Brisbane International Film Festival
July 29 - 8 August 1999 (opening night film!)
Anne Demy-Geroe, Director Brisbane International Film Festival, had this to say about the film:
"Young art student Vicki falls in love with Greg, a shy and old fashioned med student. They marry and settle in a little worker's cottage to domestic bliss- for a very short time. Vicki finds herself at home going crazy with two babies.And Greg - working 14 hours a day, on call at night and still having to find time to study - understandably has little sympathy. Vicki wants to 'feel sexy' so she looks for something that will start those butterflies fluttering back inside her.
Feeling Sexy is the first feature from Archibald Prize winning artist David Allen. Art critic Candida Baker says of Allen's art: "She explores female sexuality with a combination of innocence and honest that is devastating to behold. She paints the unmentionable." This comment applies equally to Feeling Sexy where the interest lied in the raw truthfulness with which she portrays Vicki's internal and external worlds- her domestic situation and her imagination. At the same time Allen evokes sympathy for hardworking Greg. The two young marrieds are caught in a social institution that is not structured to meet either of their needs, and, as in real life, they have learnt to adapt.
While the film has charm and, yes an "innocence", it is at the same time quite knowing. Allen does not shrink from showing what is sometimes uncomfortable and other times horrifying. And to do this she coaxes very strong performances from her two leads, particularly newcomer Susie Porter.
Allen has avoided the obvious temptation to use her own artwork in the film with the notable exception of the stunningly photographed installation piece. But the filmwork is evidence that her eye for colour is both striking and subtle. Feeling Sexy, a charming but powerful comic work with a genuine regional inflection, should elicit excitement from those committed to a Queensland film industry."
Melbourne International Film Festival 1999
At the Melbourne Film Festival, June 1999, where incidentally a judge who saw the film came up to Davida afterwards and offered us $10,000 towards the cost of blowing it up to 35mm! Now that's what you call audience response!
Vicki is an impetuous art student who falls in love with and marries Greg, a shy medical student. Soon, married life equates with being stuck at home with two toddlers, not quite what Vicki anticipated. To relieve the boredom, she takes a part-time job teaching art classes, but this rapidly evolves into a "back of the van" love affair with Hugo, one of her students. Vicki can only sustain the deception for so long, and eventually confesses to greg. Conflict leads to despair, which in turn becomes understanding - can either fantasy or reality save the relationship?

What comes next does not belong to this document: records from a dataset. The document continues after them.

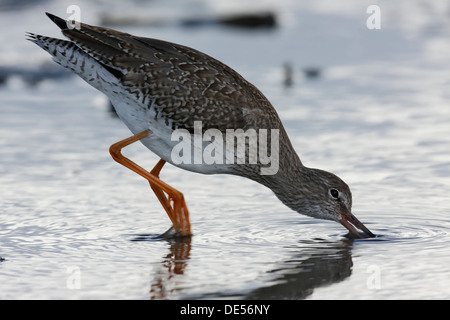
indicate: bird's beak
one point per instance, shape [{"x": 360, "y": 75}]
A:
[{"x": 349, "y": 221}]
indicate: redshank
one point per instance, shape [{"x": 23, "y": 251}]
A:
[{"x": 159, "y": 88}]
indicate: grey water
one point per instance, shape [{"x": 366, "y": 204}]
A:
[{"x": 76, "y": 225}]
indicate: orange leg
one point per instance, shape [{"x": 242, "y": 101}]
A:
[{"x": 173, "y": 203}]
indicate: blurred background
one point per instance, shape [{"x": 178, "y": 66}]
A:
[{"x": 371, "y": 105}]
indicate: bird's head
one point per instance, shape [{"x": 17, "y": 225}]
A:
[{"x": 325, "y": 196}]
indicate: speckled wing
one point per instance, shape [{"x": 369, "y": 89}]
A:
[{"x": 181, "y": 83}]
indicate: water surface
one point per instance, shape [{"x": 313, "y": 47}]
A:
[{"x": 76, "y": 225}]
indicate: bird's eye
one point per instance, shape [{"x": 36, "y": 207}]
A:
[{"x": 334, "y": 193}]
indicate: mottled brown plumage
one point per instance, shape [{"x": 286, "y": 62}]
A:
[{"x": 158, "y": 87}]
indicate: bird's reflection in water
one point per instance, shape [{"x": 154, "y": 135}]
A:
[
  {"x": 312, "y": 264},
  {"x": 171, "y": 269}
]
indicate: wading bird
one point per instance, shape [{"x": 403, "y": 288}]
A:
[{"x": 158, "y": 87}]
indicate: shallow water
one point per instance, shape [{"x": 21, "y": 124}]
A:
[{"x": 76, "y": 225}]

Feeling Sexy is the debut feature for davida Allen, who comes to filmmaking from an established career as an Australian painter. In addition to the fact that much of Vicki's life is centred around painting, feeling Sexy conveys a highly painterly texture. Set in the 1970's a pastiche of pastels and plastics seep into the relationship between Vicki and Greg. Hilary M. Austin's production design works to create oppositions between the interior, domestic experience of motherhood, and the exterior world of creative freedom. With tight disciplined cinematography that creates mounting tension, Feeling Sexy is a film which is emotionally involving. An intelligent examination of the mechanics of relationships.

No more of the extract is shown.